I bale with a jd 568 and make a 5x5 net wraped that sells at 55. but with the manny newbe weekend people around here and there small toy tractors they cant handle the big bales. the smaller 4x5 bales now are bringing as much or more!!!!! (90) yes thats $90.00 for a 4x5 im looking at adding a 468 baler this year. also do a lot of small squars


----------



## jhag

Wow Mike!

What do you do? Roll up a 50 dollar bill in the middle? Great price! In Ontario, I've never heard of 4X5's at more than about $40.00.

Jim


----------



## BCFENCE

Whats a 4x5 weigh if you dont mind saying, Alfalfa / orchard grass
Thanks, Thomas


----------



## darren

My 4x5 bales are tight and weigh 950 lbs.
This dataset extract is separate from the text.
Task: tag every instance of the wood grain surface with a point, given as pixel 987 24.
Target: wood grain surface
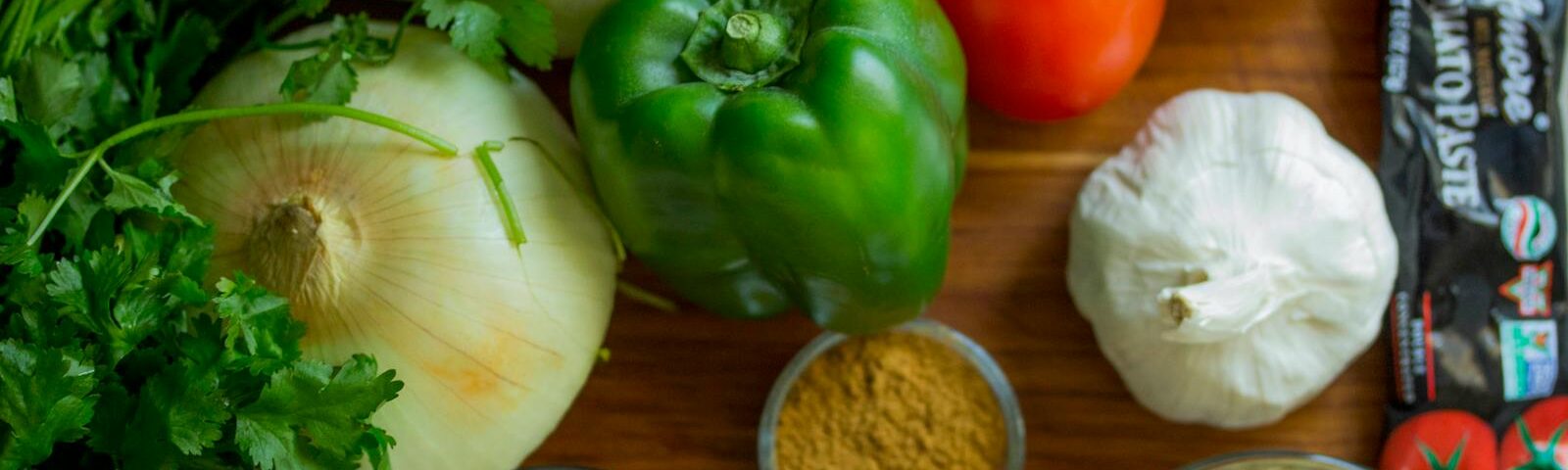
pixel 686 391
Using the same brand bailer (gehl),5x5s weigh 1550 and 5x6 s weigh 1700 and up.I dont use the big bailer anymore because I get the same price out of the smaller 4x5 s.Go figure.


----------



## Production Acres

Rd bales can be so deceptive in weight. we bought some nice 2nd cutting orchardgrass 4x5 bales this summer - unreal 1050# on the scales. Last week, Guy offered me 475 bales of "hay"- it was a little rough - at $5,000 - that's $10.52/bale for shedded hay; but, the bales only weighed 585# each. Last summer guy brought a bunch of 4x5's out from new JD baler that only weighed 490#.

Buyer Beware!


----------